You also learn how to drive from watching and imitating the people around you. Drivers from areas that rarely experience snow or ice take a different approach to preparing for and driving through wintry conditions than do drivers from areas with a lot more snow. You learn, at least in part, the importance of giving yourself extra time, having snow tires, and leaving extra room between vehicles from living within a community of drivers that regularly drives through snow. Through this process and this community environment, we become more sensitive to and aware of the needs of good winter driving.

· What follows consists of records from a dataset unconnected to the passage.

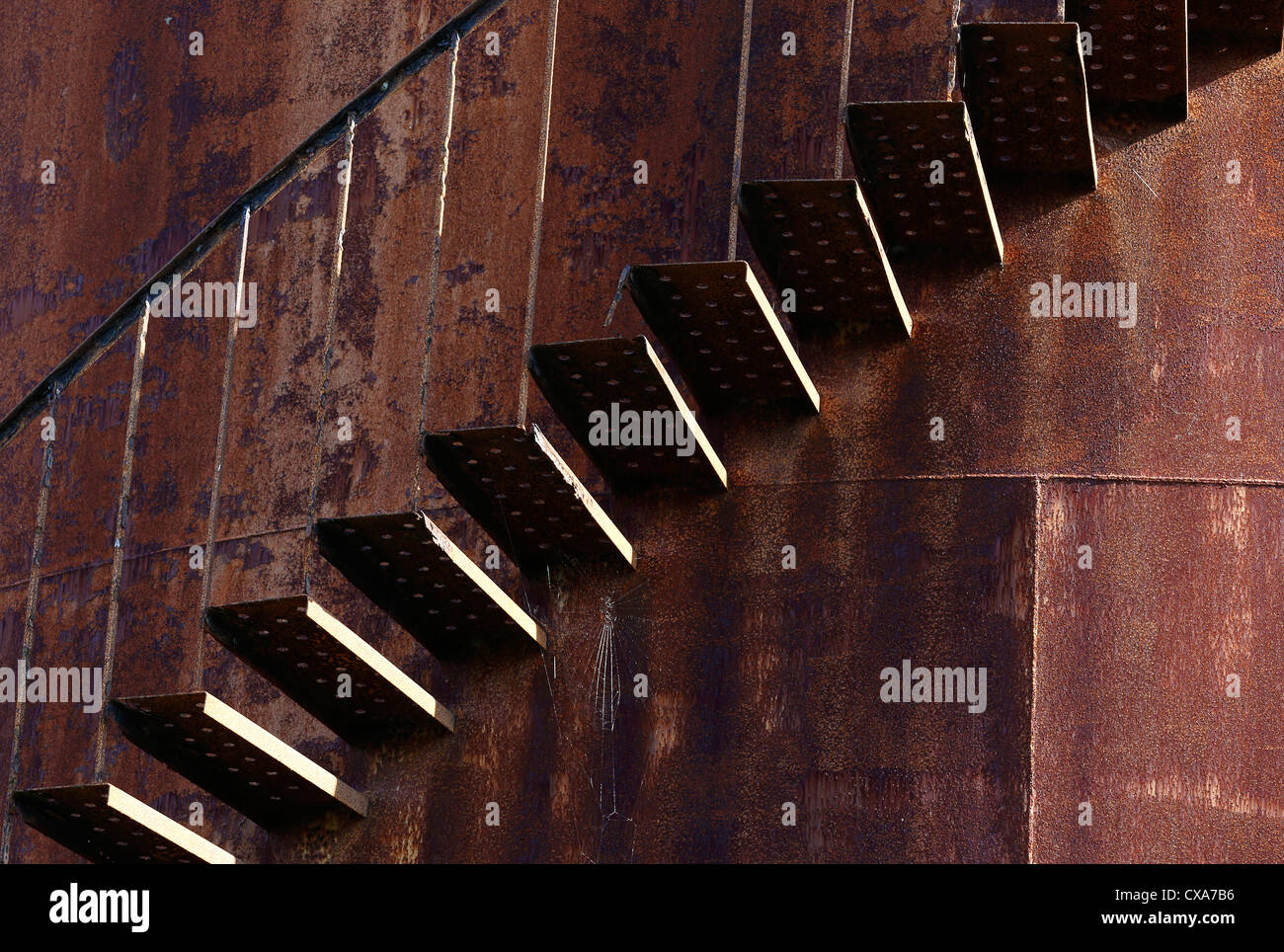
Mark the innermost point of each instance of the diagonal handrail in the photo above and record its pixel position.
(252, 199)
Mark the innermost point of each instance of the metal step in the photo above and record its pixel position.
(817, 240)
(1138, 52)
(326, 669)
(923, 177)
(232, 758)
(1258, 24)
(595, 386)
(409, 567)
(1027, 95)
(104, 824)
(719, 329)
(524, 496)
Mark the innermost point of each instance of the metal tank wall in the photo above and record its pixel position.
(1105, 685)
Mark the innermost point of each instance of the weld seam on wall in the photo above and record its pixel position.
(843, 93)
(122, 515)
(436, 263)
(328, 356)
(741, 103)
(289, 168)
(527, 331)
(954, 49)
(219, 449)
(29, 637)
(1034, 673)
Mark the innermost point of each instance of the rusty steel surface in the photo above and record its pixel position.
(847, 541)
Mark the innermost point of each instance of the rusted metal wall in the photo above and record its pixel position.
(764, 680)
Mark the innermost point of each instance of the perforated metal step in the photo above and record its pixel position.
(817, 240)
(104, 824)
(326, 669)
(1138, 51)
(409, 567)
(234, 758)
(525, 497)
(1254, 22)
(1027, 95)
(921, 171)
(718, 326)
(620, 406)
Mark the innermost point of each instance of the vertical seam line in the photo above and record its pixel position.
(527, 331)
(122, 515)
(436, 265)
(741, 100)
(29, 635)
(328, 357)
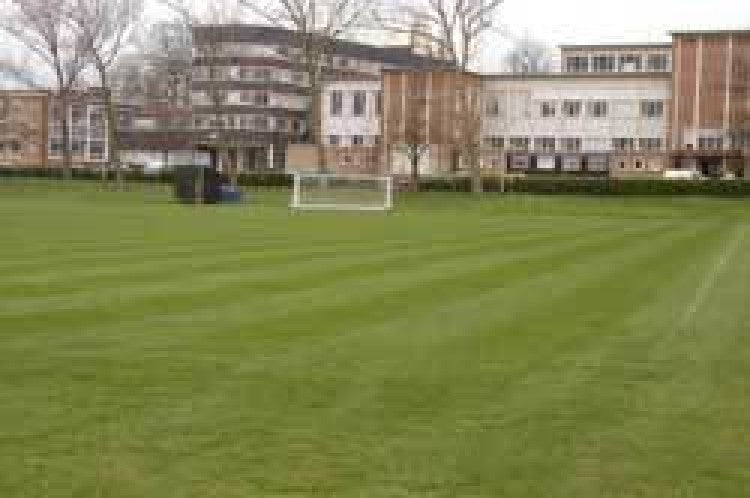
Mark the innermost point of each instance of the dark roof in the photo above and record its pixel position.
(721, 32)
(569, 76)
(249, 33)
(619, 46)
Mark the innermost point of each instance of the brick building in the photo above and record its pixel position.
(24, 128)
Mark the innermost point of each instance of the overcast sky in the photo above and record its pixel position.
(603, 21)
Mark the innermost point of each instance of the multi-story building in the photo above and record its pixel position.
(251, 95)
(710, 121)
(622, 110)
(23, 128)
(572, 122)
(612, 109)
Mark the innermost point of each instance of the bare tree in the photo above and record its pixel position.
(527, 55)
(17, 72)
(318, 26)
(106, 26)
(45, 29)
(455, 28)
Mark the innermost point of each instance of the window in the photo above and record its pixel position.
(623, 143)
(630, 63)
(548, 109)
(4, 108)
(260, 123)
(359, 103)
(56, 146)
(572, 108)
(603, 64)
(76, 114)
(379, 103)
(652, 108)
(657, 62)
(710, 143)
(495, 142)
(519, 143)
(261, 99)
(96, 150)
(598, 109)
(337, 103)
(649, 143)
(571, 144)
(493, 107)
(544, 144)
(577, 64)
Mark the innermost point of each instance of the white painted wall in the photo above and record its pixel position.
(521, 101)
(346, 125)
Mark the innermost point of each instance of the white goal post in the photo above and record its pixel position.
(338, 192)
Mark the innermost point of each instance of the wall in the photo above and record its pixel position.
(23, 128)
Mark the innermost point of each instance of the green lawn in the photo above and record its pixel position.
(520, 346)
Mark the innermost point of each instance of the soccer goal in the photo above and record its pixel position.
(342, 192)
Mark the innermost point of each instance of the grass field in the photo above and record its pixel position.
(525, 346)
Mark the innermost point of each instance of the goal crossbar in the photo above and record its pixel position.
(342, 192)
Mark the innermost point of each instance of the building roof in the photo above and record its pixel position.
(618, 46)
(573, 76)
(250, 33)
(688, 32)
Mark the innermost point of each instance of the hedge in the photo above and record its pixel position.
(529, 185)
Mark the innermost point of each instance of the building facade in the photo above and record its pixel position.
(24, 128)
(251, 98)
(619, 110)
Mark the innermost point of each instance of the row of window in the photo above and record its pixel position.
(95, 149)
(13, 146)
(279, 52)
(358, 103)
(611, 63)
(242, 73)
(250, 122)
(353, 140)
(574, 108)
(568, 144)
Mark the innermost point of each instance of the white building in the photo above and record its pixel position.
(594, 122)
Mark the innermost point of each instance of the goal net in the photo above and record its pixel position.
(342, 192)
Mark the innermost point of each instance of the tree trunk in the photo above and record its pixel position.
(113, 149)
(415, 171)
(476, 172)
(317, 127)
(67, 156)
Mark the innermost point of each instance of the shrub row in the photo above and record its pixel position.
(530, 185)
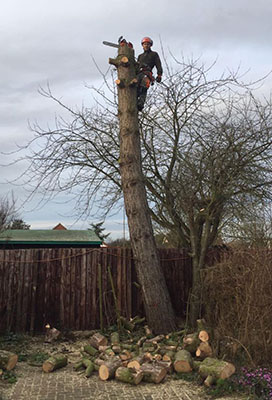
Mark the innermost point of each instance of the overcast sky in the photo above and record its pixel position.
(54, 41)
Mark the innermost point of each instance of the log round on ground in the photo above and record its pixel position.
(204, 350)
(54, 362)
(129, 375)
(98, 340)
(153, 373)
(183, 361)
(107, 370)
(219, 369)
(8, 360)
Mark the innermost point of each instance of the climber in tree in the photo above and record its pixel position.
(146, 62)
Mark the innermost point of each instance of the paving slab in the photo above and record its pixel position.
(66, 384)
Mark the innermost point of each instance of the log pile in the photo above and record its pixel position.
(150, 359)
(8, 360)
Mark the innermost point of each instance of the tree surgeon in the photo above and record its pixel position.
(146, 62)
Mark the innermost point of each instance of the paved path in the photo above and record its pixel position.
(66, 384)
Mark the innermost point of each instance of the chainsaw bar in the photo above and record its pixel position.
(111, 44)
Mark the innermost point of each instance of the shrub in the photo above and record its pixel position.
(238, 304)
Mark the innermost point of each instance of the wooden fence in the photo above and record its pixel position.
(64, 287)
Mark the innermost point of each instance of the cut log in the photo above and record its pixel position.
(218, 369)
(169, 355)
(191, 342)
(107, 370)
(157, 357)
(8, 360)
(149, 347)
(153, 373)
(148, 331)
(148, 357)
(121, 83)
(166, 364)
(141, 341)
(54, 362)
(203, 336)
(136, 362)
(89, 367)
(204, 350)
(155, 339)
(115, 339)
(99, 361)
(125, 355)
(98, 340)
(128, 375)
(209, 381)
(90, 350)
(127, 324)
(183, 361)
(78, 366)
(51, 334)
(116, 348)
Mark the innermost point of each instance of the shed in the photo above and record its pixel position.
(29, 239)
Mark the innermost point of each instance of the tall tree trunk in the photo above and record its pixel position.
(158, 307)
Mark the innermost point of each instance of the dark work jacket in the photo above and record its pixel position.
(152, 59)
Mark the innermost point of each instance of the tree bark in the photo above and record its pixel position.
(183, 361)
(218, 369)
(107, 370)
(153, 373)
(128, 375)
(54, 362)
(159, 312)
(8, 360)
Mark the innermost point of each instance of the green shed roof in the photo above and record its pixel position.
(49, 237)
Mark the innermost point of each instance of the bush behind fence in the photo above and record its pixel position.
(63, 287)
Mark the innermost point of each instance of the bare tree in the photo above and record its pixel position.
(7, 213)
(206, 155)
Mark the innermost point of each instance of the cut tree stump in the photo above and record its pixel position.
(129, 375)
(136, 362)
(183, 361)
(98, 340)
(204, 350)
(191, 342)
(8, 360)
(90, 350)
(217, 369)
(54, 362)
(89, 367)
(153, 373)
(203, 336)
(107, 370)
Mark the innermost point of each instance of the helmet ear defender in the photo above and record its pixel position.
(148, 40)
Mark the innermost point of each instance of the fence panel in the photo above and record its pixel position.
(61, 287)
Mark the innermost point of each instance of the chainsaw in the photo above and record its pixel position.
(121, 42)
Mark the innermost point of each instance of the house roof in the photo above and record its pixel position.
(56, 238)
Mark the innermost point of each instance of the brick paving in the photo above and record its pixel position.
(66, 384)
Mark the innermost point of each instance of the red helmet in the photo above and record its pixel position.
(148, 40)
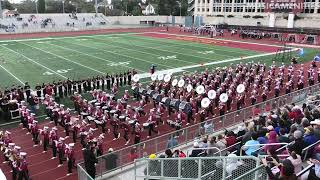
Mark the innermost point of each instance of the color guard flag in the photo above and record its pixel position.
(301, 52)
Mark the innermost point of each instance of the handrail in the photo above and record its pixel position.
(249, 172)
(308, 148)
(225, 149)
(313, 89)
(204, 149)
(271, 144)
(304, 170)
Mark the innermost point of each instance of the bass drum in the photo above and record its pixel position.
(166, 101)
(185, 107)
(157, 97)
(175, 103)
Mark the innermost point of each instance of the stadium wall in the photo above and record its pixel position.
(305, 21)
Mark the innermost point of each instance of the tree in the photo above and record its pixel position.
(136, 11)
(7, 5)
(26, 6)
(41, 6)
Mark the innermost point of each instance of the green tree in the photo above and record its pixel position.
(41, 6)
(26, 6)
(7, 5)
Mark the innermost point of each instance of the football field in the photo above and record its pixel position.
(46, 60)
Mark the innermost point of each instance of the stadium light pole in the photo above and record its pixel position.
(63, 7)
(179, 6)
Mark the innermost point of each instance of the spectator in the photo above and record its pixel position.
(297, 146)
(316, 127)
(110, 160)
(231, 138)
(208, 127)
(196, 150)
(133, 154)
(296, 161)
(283, 138)
(284, 171)
(172, 142)
(309, 138)
(213, 151)
(272, 138)
(232, 163)
(221, 144)
(252, 145)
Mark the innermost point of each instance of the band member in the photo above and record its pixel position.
(115, 124)
(137, 133)
(152, 120)
(45, 134)
(35, 132)
(61, 150)
(70, 157)
(23, 168)
(126, 128)
(54, 139)
(100, 145)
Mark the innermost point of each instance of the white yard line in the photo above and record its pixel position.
(140, 50)
(61, 57)
(139, 59)
(29, 59)
(221, 39)
(203, 46)
(92, 55)
(181, 69)
(12, 75)
(67, 37)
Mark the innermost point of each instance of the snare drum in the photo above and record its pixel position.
(122, 118)
(145, 125)
(132, 122)
(112, 112)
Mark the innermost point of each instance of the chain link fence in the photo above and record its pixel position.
(212, 168)
(121, 158)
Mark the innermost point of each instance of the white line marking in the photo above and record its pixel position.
(92, 56)
(221, 39)
(139, 59)
(64, 58)
(141, 51)
(12, 75)
(71, 37)
(29, 59)
(180, 69)
(201, 45)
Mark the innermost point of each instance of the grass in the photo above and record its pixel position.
(51, 59)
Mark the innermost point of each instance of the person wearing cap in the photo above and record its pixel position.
(316, 127)
(35, 133)
(46, 138)
(54, 138)
(69, 151)
(61, 150)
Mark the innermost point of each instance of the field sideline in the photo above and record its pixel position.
(44, 60)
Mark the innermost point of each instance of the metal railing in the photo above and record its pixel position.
(159, 144)
(196, 168)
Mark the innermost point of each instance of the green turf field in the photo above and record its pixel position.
(48, 59)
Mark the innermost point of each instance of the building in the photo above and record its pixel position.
(272, 13)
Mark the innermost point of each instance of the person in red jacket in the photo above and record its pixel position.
(70, 157)
(23, 168)
(45, 134)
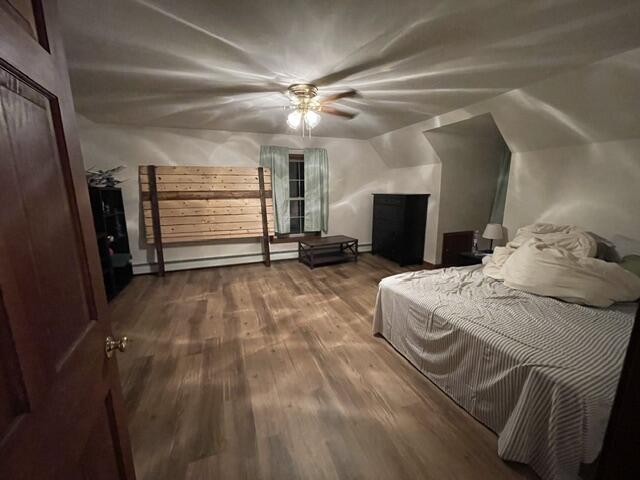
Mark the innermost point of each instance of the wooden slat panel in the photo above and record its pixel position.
(168, 170)
(210, 203)
(205, 220)
(207, 203)
(188, 212)
(209, 227)
(171, 240)
(211, 235)
(251, 179)
(202, 187)
(217, 195)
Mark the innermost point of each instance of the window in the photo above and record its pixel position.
(296, 193)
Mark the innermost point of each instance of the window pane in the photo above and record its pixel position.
(295, 225)
(295, 208)
(293, 189)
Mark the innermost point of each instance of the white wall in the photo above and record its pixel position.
(470, 152)
(595, 186)
(575, 142)
(355, 172)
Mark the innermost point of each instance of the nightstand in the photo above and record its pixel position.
(472, 258)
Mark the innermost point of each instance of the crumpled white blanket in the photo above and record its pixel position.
(557, 261)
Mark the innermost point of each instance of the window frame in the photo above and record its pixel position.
(295, 237)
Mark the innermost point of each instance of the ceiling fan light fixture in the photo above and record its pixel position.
(311, 119)
(294, 118)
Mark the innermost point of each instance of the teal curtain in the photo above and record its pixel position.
(277, 160)
(497, 208)
(316, 190)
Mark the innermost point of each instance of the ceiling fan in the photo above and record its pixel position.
(306, 108)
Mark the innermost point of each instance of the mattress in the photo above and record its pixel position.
(539, 372)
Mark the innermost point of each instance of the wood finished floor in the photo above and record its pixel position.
(272, 373)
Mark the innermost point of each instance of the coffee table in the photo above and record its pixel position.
(317, 251)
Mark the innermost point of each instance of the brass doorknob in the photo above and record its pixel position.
(112, 344)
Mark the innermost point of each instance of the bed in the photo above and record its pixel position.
(540, 372)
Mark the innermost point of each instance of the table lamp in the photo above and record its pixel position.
(493, 231)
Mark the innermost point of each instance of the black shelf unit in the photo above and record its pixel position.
(113, 241)
(399, 222)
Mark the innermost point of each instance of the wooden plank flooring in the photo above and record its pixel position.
(272, 373)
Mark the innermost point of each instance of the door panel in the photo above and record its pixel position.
(61, 413)
(54, 245)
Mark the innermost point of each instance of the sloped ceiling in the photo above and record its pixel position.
(223, 65)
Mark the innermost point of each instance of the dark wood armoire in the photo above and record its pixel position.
(399, 222)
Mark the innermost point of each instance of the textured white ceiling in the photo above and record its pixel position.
(223, 65)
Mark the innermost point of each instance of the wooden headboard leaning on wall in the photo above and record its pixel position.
(198, 204)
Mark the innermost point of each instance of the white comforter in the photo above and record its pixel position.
(539, 372)
(557, 261)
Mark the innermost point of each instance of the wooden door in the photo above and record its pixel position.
(61, 413)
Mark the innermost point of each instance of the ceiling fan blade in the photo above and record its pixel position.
(340, 113)
(338, 96)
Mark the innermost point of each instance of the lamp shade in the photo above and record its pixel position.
(493, 231)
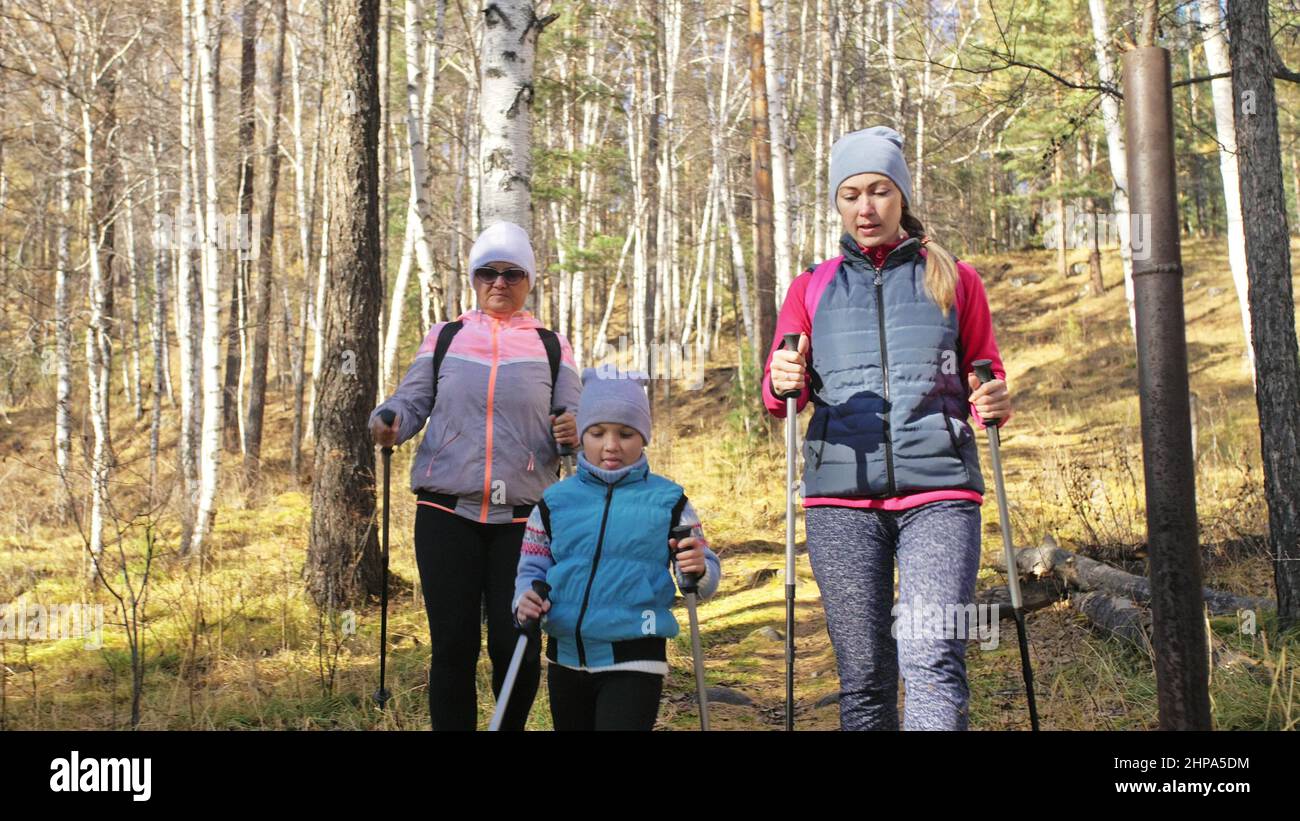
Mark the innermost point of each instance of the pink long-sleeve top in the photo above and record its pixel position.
(976, 342)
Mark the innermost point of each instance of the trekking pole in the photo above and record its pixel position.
(984, 372)
(564, 450)
(689, 591)
(381, 695)
(792, 433)
(527, 631)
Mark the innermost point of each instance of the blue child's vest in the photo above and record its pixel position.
(611, 589)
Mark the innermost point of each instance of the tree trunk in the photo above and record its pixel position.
(211, 447)
(159, 334)
(342, 557)
(235, 321)
(189, 320)
(780, 155)
(419, 157)
(506, 112)
(261, 307)
(1268, 251)
(1114, 148)
(63, 316)
(1221, 90)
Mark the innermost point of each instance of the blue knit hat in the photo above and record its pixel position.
(619, 399)
(870, 151)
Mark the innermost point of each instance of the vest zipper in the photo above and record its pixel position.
(586, 594)
(884, 368)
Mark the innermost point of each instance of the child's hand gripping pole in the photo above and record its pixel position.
(689, 586)
(791, 342)
(381, 695)
(529, 630)
(984, 372)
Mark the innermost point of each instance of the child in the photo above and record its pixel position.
(599, 538)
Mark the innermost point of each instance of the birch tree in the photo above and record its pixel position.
(511, 29)
(1221, 92)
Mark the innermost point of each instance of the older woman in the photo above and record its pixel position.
(486, 383)
(891, 468)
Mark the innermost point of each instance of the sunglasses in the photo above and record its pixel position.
(488, 276)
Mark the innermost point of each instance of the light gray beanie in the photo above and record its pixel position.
(870, 151)
(620, 399)
(503, 242)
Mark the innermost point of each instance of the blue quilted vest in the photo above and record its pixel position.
(611, 589)
(889, 402)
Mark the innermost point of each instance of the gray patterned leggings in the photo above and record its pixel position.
(853, 552)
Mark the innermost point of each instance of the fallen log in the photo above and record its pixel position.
(1035, 595)
(1116, 616)
(1088, 574)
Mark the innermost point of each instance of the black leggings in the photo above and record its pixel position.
(612, 700)
(460, 564)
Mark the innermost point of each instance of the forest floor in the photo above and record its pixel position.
(234, 641)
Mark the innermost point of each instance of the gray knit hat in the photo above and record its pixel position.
(503, 242)
(870, 151)
(619, 398)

Repeatedly immersing yourself in Scripture and applying that to an ever-widening array of life experiences, will help transform you into a more aware disciple. Importantly, just as with driving, this habitual Scripture reading should happen within a community of believers. Through this process and community environment, we become more sensitive to and aware of the beauty of shalom and the LORD’s plan.

Metanarrative: It’s a Wonderful Life

Remember the scene in It’s a Wonderful Life in which George Bailey is sitting in that very short chair in Mr. Potter’s office, and Mr. Potter offers him a job? The job would give George lots of money and opportunity, but it would entail that the Bedford Falls Building and Loan be closed down. George, of course, desires the fancy clothes, money, and trips to Europe that he would get with Mr. Potter’s job. He has longed for those things his whole life. Much of what this movie has presented to us about George Bailey’s desires and ambitions to this point has been about his frustrated striving after these desires. Now, he is presented with this real opportunity to get them.

What does George do? He shakes Mr. Potter’s hand, and, startled, pauses to think, remember, and imagine. He thinks about his values. He remembers his Bedford Falls neighbors and his father. He imagines the destruction of shalom that would result from closing the Building and Loan. Then, he refuses Mr. Potter’s job offer. Would a younger George Bailey have done the same? What affect did the day in and day out habitual operations at the Building and Loan over the years have on his character? I think that, at least in part, it was through these that his character grew into the man he was always meant to become. Now, in Mr. Potter’s office, George Bailey has developed the character to recognize and see true beauty. True beauty does not ultimately reside in fancy clothes and trips to Europe. True beauty resides in shalom, however, small and circumscribed. His desire to save that beauty from certain destruction is now much stronger than his desire for fancy clothes and trips to Europe.

So also did Jesus’ disciples like Peter come in time to see the beauty in Mary’s anointing of Jesus. Peter came to recognize that his desire to save even his own life mattered less than his desire to faithfully play his part in the LORD’s plan. May we take time as disciples of this same Jesus to develop our characters so that we too come to recognize and desire the beauty of shalom and the LORD’s plan in our lives and neighborhoods.